As of 2012, 70% of the volume had converted over to the new, modular assortment. And by 2013, Guldmann planned to fully phase-out the GH2 product platform. 

Their cadence of adding new products looked to continue and they were able to enter the lower end of the market with a limited number of modifications in selected modules.

Guldmann also changed their messaging to the market. They launched a campaign around the central idea of More Time. With products from the GH3 platform, customers were becoming more efficient in their efforts to moving and handling people leaving more time for direct care. The identification of the importance of this benefit to customers came during the process of creating the Modular Product Architecture. Early in the process they used Quality Function Deployment (QFD) to determine the key Customer Values and established that every decision they made about the product could be linked back to the customer. The list of Customer Values became known as the company’s Ten Directives and a poster of QFD was hung in Carsten Guldmann’s office.

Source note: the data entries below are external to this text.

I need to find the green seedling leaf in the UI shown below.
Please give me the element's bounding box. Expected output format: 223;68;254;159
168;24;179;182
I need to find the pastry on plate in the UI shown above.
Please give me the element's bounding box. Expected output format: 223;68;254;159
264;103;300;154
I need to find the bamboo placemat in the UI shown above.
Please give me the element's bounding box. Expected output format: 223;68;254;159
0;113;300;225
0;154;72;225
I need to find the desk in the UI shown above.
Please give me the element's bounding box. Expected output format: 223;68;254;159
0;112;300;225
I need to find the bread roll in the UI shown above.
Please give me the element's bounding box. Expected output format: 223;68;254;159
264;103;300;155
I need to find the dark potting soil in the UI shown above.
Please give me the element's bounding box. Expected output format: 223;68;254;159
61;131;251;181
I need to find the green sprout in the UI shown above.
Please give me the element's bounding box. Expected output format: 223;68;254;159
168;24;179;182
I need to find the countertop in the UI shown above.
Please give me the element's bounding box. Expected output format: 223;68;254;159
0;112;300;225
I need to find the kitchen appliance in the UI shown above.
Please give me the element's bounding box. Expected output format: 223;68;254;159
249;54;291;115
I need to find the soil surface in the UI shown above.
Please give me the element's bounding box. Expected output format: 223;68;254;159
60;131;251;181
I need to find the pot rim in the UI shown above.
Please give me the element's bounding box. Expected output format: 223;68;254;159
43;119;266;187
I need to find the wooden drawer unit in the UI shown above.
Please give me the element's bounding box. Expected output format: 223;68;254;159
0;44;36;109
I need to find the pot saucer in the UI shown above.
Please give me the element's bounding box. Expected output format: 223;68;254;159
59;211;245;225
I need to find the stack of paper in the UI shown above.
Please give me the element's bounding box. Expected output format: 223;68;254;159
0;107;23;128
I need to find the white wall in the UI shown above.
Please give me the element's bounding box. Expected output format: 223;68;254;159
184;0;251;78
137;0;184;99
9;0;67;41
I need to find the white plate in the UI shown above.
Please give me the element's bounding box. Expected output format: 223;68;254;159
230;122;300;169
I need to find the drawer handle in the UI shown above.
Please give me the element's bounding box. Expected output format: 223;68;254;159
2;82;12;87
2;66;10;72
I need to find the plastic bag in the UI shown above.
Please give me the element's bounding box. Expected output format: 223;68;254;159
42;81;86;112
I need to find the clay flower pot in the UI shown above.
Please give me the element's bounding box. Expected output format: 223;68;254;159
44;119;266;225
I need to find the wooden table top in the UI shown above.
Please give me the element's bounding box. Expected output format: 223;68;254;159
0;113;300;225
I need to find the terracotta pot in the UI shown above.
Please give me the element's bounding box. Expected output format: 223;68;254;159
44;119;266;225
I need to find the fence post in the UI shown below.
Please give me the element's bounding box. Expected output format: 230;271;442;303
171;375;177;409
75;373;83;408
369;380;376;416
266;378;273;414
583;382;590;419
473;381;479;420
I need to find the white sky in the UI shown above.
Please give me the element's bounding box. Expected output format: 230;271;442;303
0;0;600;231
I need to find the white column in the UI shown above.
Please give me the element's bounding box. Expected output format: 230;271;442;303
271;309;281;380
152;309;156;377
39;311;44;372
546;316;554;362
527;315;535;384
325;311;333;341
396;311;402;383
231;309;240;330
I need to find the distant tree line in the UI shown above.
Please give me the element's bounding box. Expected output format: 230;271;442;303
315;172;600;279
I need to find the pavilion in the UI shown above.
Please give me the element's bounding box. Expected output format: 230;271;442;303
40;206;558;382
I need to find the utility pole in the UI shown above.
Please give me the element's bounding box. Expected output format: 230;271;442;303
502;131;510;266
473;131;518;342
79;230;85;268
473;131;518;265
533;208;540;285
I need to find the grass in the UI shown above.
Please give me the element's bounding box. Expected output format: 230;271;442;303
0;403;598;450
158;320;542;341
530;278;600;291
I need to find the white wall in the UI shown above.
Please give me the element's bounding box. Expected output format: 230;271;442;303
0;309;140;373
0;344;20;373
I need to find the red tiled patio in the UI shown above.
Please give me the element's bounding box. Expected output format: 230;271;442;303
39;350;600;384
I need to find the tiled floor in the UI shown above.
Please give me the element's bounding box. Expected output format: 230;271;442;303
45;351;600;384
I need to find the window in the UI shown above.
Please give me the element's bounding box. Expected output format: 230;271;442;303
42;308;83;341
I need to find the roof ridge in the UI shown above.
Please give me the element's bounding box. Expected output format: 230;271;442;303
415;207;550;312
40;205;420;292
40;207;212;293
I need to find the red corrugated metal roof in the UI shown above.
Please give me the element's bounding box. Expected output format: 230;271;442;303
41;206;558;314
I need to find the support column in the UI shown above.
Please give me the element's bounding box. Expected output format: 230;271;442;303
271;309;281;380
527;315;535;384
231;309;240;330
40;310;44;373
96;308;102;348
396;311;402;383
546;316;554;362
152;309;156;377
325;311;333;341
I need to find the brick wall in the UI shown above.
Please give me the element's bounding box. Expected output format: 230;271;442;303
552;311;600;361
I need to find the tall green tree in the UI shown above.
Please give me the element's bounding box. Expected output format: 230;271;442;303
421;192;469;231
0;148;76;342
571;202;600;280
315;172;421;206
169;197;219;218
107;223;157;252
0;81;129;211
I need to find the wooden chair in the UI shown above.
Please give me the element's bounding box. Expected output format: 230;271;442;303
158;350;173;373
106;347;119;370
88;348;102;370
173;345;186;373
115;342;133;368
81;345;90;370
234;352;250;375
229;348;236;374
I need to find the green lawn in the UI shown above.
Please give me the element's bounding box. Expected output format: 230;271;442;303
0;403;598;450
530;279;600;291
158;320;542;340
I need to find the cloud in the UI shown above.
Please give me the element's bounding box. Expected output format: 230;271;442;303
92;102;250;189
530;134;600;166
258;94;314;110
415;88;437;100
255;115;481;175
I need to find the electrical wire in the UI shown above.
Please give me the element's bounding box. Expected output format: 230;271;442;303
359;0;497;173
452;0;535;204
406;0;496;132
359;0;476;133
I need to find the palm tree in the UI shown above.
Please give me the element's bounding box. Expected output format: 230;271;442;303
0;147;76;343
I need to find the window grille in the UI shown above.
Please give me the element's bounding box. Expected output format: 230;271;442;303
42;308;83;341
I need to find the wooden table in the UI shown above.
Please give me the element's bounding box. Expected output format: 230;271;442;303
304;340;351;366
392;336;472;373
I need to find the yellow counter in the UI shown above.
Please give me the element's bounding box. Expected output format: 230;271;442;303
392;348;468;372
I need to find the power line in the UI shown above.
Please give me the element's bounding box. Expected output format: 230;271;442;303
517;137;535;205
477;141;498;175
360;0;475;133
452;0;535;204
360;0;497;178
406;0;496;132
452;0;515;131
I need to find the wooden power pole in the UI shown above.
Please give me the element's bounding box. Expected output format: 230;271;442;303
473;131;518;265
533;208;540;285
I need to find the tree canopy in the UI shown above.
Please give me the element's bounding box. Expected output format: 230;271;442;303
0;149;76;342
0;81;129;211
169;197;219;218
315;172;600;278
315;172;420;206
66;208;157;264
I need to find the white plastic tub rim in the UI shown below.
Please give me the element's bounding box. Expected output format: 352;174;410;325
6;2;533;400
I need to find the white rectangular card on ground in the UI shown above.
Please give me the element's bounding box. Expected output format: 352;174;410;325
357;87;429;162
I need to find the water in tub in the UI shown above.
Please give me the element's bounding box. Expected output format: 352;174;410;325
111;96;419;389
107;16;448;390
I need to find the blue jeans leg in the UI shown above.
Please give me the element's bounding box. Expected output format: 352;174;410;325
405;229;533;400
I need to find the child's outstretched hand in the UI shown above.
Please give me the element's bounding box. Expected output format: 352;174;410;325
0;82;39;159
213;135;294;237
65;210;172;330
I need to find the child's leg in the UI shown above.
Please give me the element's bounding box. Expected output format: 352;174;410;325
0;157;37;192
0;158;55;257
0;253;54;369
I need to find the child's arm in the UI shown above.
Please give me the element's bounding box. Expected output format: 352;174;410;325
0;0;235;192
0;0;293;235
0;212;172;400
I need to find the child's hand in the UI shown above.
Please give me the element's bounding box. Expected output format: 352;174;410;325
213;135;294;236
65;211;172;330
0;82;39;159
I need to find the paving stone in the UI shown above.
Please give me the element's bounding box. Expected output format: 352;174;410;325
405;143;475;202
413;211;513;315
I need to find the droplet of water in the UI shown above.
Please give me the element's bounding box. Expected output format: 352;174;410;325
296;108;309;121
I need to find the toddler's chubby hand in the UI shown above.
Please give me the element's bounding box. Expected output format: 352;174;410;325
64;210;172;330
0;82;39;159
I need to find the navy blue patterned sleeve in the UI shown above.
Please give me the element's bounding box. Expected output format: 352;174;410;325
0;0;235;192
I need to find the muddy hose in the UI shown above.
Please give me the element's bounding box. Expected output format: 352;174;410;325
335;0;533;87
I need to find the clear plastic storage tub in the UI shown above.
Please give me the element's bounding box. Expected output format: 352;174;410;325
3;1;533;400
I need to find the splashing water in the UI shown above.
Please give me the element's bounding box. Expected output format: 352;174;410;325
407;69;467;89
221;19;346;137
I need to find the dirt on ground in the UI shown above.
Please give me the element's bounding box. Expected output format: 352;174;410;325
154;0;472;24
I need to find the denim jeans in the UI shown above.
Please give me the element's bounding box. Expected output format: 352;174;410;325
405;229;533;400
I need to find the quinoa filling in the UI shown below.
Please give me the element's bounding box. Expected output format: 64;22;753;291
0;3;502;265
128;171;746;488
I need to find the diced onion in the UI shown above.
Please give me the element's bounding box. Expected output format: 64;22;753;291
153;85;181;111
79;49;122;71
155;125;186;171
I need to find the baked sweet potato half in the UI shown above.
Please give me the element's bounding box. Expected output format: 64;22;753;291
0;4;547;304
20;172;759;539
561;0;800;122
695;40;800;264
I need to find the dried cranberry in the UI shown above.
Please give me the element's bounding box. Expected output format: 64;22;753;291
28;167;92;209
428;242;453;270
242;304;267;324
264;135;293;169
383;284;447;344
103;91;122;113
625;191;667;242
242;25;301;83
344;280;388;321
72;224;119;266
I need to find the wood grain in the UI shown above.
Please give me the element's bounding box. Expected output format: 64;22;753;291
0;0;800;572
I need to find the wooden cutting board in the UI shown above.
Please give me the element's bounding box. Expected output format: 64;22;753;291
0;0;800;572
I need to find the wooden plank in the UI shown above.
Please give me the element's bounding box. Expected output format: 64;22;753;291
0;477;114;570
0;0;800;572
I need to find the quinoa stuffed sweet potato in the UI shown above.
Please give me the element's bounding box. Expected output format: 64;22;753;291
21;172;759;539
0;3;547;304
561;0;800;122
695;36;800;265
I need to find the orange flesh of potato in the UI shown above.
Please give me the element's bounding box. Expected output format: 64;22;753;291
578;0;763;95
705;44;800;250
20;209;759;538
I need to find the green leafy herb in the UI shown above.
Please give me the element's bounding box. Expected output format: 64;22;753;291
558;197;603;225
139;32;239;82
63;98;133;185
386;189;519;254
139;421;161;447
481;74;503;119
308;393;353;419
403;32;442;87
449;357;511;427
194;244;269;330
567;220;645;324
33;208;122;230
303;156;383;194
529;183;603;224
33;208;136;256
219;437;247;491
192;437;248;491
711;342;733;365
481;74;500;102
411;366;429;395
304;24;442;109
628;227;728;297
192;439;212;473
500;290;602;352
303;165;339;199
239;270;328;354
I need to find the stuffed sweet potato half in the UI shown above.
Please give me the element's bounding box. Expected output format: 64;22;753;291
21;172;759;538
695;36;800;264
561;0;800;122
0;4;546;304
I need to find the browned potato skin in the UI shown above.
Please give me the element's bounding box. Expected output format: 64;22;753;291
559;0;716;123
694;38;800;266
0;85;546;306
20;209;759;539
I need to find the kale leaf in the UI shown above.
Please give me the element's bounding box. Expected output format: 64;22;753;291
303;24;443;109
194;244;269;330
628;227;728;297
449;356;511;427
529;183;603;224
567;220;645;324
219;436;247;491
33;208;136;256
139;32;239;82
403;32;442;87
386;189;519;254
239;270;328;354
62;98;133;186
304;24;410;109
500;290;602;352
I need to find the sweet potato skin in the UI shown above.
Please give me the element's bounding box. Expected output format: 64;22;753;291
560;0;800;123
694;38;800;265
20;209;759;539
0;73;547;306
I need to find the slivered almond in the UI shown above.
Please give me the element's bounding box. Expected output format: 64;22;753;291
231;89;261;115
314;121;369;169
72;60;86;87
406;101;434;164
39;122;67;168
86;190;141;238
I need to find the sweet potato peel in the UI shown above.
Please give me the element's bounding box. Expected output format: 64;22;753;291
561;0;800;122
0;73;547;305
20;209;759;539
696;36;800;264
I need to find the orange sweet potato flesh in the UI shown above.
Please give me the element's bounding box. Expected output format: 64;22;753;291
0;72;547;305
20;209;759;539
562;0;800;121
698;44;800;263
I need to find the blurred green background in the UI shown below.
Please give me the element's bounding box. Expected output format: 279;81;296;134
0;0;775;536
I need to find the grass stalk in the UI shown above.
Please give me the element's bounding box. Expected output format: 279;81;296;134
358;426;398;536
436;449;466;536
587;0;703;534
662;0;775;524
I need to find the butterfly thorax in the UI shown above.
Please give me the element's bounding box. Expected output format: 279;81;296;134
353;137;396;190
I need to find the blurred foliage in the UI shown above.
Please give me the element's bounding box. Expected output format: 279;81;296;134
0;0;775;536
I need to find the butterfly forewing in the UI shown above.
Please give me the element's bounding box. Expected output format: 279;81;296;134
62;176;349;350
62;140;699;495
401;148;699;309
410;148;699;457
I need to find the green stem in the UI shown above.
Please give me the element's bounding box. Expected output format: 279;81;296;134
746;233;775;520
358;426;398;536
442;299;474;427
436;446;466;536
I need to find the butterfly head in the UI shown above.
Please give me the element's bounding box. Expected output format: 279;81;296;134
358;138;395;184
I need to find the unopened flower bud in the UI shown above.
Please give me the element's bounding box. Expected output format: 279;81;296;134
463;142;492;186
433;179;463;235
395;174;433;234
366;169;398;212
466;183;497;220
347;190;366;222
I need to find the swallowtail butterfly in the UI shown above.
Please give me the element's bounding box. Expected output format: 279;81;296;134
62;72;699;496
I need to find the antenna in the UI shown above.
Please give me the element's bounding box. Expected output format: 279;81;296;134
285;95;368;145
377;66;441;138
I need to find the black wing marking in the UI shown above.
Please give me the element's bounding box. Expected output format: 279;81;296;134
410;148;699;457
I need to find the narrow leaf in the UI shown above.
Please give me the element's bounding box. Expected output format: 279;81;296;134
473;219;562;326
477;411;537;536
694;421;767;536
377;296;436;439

Product Development Engineering

Guldmann has started to follow a stage-gate product development process that has given them the discipline to focus their efforts on specific modules to launch pieces of the product assortment in waves. They have done this with a relatively small team while keeping the old platform viable in the market.

The team was diligent in the refinement and perfection of the module system enabling specific strategies for each module and protecting these strategies with robust interfaces. See an illustration of the GH3 module system in Figure 3. Their careful efforts won’t need to be repeated for over twenty years. They are now able to efficiently develop new product variants by making changes to very specific modules and have successfully launched new products every year.

The product development team was also able to simultaneously reduce the total number of active part numbers while increasing the size of the product assortment. The average number of unique part numbers per product variant has been reduced by a factor of ten. With the larger assortment, they are spending less time designing individual customer orders and can focus on new product development or high-value custom lifting systems.

Product Operations

Guldmann created a new assembly line that included module production cells that feed into the final assembly. It was a Kanban system that draws on whole module variants that are then assembled quickly into a final product. They could manage the supply chain for each of the modules and differentiate into the range of final products very late in the process.

Late differentiation was also possible due to the software that was loaded directly on the assembly line for each product variant, including a unique self-test. This enabled quick and easy testing, no matter which product variant was being assembled.

Guldmann also implemented a number of Common Unit modules for efficiency improvements in production and procurement. These modules had only one variant and were included in most lifting products. The supply chain could then be forecasted with greater accurately, with some modules able to be sourced in low-cost countries.

Guldmann People Lifting Systems were looking to scale up a diversified product portfolio.

The market was demanding a larger range of ceiling-mounted and mobile people lifts at acceptable delivery and price points. The challenge was to keep growing while maintaining market position as a state-of-the-art, customer-focused lift supplier; without losing control over cost.

The company was also looking to grow in developing countries, where they needed to extend their product offering with lower cost variants. To enable this, Guldmann implemented a modularity program. 

The program delivered dramatic cost-side results including: 

  • 90% reduction in part numbers per product and level of inventory; 
  • decrease in product lead time; 
  • significant cost reductions;
  • higher volume sourcing.

On the revenue side, annual revenues were estimated to have doubled.